Share via


Using Auto Loader with Unity Catalog

Auto Loader can securely ingest data from external locations configured with Unity Catalog. To learn more about securely connecting storage with Unity Catalog, see Connect to cloud object storage using Unity Catalog. Auto Loader relies on Structured Streaming for incremental processing; for recommendations and limitations see Using Unity Catalog with Structured Streaming.

Note

In Databricks Runtime 11.3 LTS and above, you can use Auto Loader with either standard or dedicated access modes (formerly shared and single-user access modes).

Directory listing mode is supported by default.

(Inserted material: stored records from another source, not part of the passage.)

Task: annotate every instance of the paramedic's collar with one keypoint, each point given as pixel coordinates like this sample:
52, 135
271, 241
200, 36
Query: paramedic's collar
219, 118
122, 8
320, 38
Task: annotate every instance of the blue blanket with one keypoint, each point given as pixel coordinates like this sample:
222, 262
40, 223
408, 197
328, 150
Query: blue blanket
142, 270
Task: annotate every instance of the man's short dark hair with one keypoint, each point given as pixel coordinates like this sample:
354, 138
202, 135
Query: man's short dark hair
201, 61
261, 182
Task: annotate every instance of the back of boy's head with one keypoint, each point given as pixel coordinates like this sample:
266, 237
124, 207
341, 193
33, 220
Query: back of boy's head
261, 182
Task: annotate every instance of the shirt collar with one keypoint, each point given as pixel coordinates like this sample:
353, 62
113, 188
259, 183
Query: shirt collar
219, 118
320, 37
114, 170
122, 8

File notification mode is only supported on compute with dedicated access mode.

Specify locations for Auto Loader resources for Unity Catalog

The Unity Catalog security model assumes that all storage locations referenced in a workload will be managed by Unity Catalog. Databricks recommends always storing checkpoint and schema evolution information in storage locations managed by Unity Catalog. Unity Catalog does not allow you to nest checkpoint or schema inference and evolution files under the table directory.

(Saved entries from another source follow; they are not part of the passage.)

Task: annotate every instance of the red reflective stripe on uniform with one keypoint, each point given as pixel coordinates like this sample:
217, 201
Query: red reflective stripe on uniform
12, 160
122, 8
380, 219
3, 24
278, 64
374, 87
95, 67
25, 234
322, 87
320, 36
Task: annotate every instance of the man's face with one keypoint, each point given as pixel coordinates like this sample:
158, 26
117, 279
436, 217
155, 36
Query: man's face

Ingest data from cloud storage using Unity Catalog

The following examples assume the executing user has READ FILES permissions on the external location, owner privileges on the target tables, and the following configurations and grants.

Note

Azure Data Lake Storage is the only Azure storage type supported by Unity Catalog.

Storage location Grant
abfss://autoloader-source@<storage-account>.dfs.core.windows.net/json-data READ FILES
abfss://dev-bucket@<storage-account>.dfs.core.windows.net READ FILES, WRITE FILES, CREATE TABLE

Use Auto Loader to load to a Unity Catalog managed table

The following examples demonstrate how to use Auto Loader to ingest data to a Unity Catalog managed table.

Python

checkpoint_path = "abfss://dev-bucket@<storage-account>.dfs.core.windows.net/_checkpoint/dev_table"

(spark.readStream
  .format("cloudFiles")
  .option("cloudFiles.format", "json")
  .option("cloudFiles.schemaLocation", checkpoint_path)
  .load("abfss://autoloader-source@<storage-account>.dfs.core.windows.net/json-data")
  .writeStream
  .option("checkpointLocation", checkpoint_path)
  .trigger(availableNow=True)
  .toTable("dev_catalog.dev_database.dev_table"))

SQL

CREATE OR REFRESH STREAMING TABLE dev_catalog.dev_database.dev_table
AS SELECT * FROM STREAM read_files(
  'abfss://autoloader-source@<storage-account>.dfs.core.windows.net/json-data',
  format => 'json'
);

When you use read_files in a CREATE STREAMING TABLE statement inside a Lakeflow Spark Declarative Pipelines pipeline, checkpoint and schema locations are managed automatically.